When you want to store graph edges as coordinates for network analysis.
Syntax
SciPy
scipy.sparse.coo_matrix((data, (row, col)), shape=(M, N))

data is a list or array of non-zero values.

row and col are lists or arrays of the same length as data, indicating positions.

Examples
This creates a 3x3 sparse matrix with values 4, 5, 7 at positions (0,1), (1,2), and (2,0).
SciPy
from scipy.sparse import coo_matrix

row = [0, 1, 2]
col = [1, 2, 0]
data = [4, 5, 7]
sparse_matrix = coo_matrix((data, (row, col)), shape=(3, 3))
print(sparse_matrix.toarray())
A 2x3 matrix with values placed at specified coordinates.
SciPy
from scipy.sparse import coo_matrix

row = [0, 0, 1]
col = [0, 2, 1]
data = [1, 2, 3]
sparse_matrix = coo_matrix((data, (row, col)), shape=(2, 3))
print(sparse_matrix.toarray())
Sample Program

This program creates a 4x4 sparse matrix with four non-zero values at given coordinates and prints the full matrix.

SciPy
from scipy.sparse import coo_matrix

# Define the positions and values of non-zero elements
row = [0, 2, 2, 3]
col = [0, 1, 3, 0]
data = [10, 20, 30, 40]

# Create a 4x4 sparse matrix in COO format
sparse = coo_matrix((data, (row, col)), shape=(4, 4))

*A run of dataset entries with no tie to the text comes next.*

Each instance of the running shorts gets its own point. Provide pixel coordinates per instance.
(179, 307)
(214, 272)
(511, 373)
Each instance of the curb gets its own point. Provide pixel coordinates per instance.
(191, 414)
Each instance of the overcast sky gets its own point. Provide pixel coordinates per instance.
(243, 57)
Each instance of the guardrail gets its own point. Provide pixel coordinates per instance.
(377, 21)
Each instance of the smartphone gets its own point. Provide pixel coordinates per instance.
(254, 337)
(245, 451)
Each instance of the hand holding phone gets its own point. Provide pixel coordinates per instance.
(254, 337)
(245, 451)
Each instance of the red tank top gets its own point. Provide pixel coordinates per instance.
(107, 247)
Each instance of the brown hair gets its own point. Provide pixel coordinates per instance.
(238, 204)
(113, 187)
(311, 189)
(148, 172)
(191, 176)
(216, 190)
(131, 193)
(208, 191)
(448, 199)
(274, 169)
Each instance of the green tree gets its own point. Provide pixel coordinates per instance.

# Print the dense form of the sparse matrix
print(sparse.toarray())
OutputSuccess
Important Notes

COO format is good for constructing sparse matrices but slower for arithmetic operations compared to CSR or CSC formats.

Rows and columns indices start at 0.

Summary

COO format stores only non-zero values and their row and column positions.

It is useful for creating sparse matrices from coordinate data.

Use toarray() to see the full dense matrix.